Core FI markets initially looked through surging Chinese & Hong Kong equities after the Chinese State Council pledged to support equity markets via post-meeting communique, The pre-headline resumption of the uptick in Chinese & HK equities had already applied some modest pressure to the space.

  • Cash Tsys have cheapened a touch as European traders start to file in and react to a 7+% surge in the Hang Seng, with TYM2 last -0-02 at 124-19, printing a fresh session low, although the contract has stuck to a narrow 0-09 range in Asia, on volume of ~82K (limited by the proximity to the upcoming FOMC decision). Cash Tsys have twist steepened running 0.5bp richer to 2.5bp cheaper on the day, pivoting around 3s. A block buy of TU futures (+5.294) headlined on the flow side in Asia. Wednesday’s aforementioned FOMC decision provides the major risk event (click for our full preview of that event: https://marketnews.com/mni-fed-preview-mar-2022).
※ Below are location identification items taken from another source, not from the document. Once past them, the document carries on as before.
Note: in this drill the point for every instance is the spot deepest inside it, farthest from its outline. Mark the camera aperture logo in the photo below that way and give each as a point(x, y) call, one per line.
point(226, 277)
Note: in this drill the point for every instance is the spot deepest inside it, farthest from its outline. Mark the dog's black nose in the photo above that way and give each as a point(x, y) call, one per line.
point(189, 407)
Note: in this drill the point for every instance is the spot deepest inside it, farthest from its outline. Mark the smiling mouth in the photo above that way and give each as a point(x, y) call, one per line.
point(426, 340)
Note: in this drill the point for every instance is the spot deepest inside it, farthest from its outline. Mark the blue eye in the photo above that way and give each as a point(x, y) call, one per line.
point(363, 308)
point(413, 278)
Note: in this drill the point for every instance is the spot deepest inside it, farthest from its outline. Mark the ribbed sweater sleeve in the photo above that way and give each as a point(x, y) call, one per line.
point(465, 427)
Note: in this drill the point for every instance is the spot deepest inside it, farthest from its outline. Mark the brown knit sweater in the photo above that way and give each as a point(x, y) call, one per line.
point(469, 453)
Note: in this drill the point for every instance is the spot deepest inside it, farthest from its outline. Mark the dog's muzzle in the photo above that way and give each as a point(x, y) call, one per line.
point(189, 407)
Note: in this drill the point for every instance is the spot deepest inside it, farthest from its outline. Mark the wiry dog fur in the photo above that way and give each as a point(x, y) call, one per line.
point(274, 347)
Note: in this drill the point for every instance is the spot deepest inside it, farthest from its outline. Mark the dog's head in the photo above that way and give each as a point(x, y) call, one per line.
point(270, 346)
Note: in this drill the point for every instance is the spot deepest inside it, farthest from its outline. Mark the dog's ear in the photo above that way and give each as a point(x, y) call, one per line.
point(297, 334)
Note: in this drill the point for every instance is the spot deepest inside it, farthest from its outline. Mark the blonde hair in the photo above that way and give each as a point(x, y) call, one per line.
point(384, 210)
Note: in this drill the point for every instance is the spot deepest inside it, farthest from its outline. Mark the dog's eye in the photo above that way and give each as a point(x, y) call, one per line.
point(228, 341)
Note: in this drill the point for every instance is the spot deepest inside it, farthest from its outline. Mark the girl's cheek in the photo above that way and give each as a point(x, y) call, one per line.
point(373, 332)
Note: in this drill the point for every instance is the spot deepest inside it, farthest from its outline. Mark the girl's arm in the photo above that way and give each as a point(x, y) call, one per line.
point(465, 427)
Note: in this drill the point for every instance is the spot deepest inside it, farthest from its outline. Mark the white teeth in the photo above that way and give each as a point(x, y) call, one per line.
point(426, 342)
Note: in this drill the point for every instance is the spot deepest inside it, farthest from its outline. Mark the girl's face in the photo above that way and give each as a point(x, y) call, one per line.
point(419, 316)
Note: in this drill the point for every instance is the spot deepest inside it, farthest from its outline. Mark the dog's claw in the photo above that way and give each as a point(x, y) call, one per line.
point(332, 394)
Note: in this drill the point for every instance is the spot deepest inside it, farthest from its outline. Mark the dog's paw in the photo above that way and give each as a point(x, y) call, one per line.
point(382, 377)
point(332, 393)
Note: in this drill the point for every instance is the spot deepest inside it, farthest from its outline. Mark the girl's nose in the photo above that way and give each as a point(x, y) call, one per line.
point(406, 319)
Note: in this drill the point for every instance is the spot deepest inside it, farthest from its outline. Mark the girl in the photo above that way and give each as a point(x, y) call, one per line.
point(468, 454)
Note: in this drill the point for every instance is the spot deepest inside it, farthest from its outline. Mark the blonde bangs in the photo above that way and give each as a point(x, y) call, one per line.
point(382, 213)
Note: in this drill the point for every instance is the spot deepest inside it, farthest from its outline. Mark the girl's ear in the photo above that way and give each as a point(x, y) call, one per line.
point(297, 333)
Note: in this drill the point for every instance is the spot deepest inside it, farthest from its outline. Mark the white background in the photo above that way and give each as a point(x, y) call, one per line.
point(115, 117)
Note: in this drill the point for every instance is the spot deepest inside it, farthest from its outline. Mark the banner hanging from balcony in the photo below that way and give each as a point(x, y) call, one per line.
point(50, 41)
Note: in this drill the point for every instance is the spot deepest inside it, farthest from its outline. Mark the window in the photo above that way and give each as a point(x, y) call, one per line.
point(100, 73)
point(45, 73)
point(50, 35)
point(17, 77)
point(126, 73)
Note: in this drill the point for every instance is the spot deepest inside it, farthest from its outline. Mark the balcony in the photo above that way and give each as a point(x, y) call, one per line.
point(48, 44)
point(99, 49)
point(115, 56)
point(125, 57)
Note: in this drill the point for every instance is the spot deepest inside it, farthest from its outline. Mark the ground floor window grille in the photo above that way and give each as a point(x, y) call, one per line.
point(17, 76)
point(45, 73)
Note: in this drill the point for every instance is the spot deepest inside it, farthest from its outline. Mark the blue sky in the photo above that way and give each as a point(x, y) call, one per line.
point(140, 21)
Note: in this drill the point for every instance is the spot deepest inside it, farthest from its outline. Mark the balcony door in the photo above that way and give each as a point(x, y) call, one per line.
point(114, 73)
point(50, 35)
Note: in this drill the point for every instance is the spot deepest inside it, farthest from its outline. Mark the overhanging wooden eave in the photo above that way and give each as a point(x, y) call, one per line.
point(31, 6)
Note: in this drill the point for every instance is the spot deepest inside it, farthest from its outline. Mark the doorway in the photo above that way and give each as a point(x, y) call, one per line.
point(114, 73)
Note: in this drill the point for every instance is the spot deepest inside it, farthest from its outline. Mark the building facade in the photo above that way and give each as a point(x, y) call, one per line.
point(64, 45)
Elsewhere, retail sales data provides the highlight of the U.S. economic data releases on Wednesday, with MBA mortgage applications, NAHB housing data and business inventories also due. On the Russia-Ukraine front, Ukrainian President Zelenskyy noted that “the positions of Ukraine and Russia at negotiations sound more realistic, but more time is still needed,” ahead of another round of Russia-Ukraine discussions and U.S. President Biden’s Wednesday address re: aide for Ukraine.
  • JGB futures benefitted from the presence of the latest round of BoJ Rinban operations during the Tokyo morning, while a modest uptick in the U.S. Tsy space provided some further support, outweighing growing expectations re: the declaration of a fresh Japanese fiscal stimulus package. Still, the contract failed to breach its overnight high on a couple of occasions, even with a supportive Rinban breakdown evident. The space subsequently backed off from best levels during the afternoon, showing little reaction to the aforementioned headlines re: Chinese equities. That left futures +5 at the bell, while cash JGBs twist flattened, running 0.5bp cheaper to ~2bp richer, with 20s outperforming.
  • Aussie bond futures stuck to fairly limited ranges, with YM +5.5 and XM +2.4 come the bell, back from best levels. There wasn’t much in the way of notable headline flow driving the space. ACGB May-32 supply stuck to the recent trend, with pricing comfortably through prevailing mids (to the tune of 0.69bp, per Yieldbroker), while a lack of relative value appeal and the ongoing market volatility limited the cover ratio a little, although that metric still printed comfortably above the 3.00x level. Thursday’s post-FOMC calendar will be headlined by the release of the latest Australian labour market report.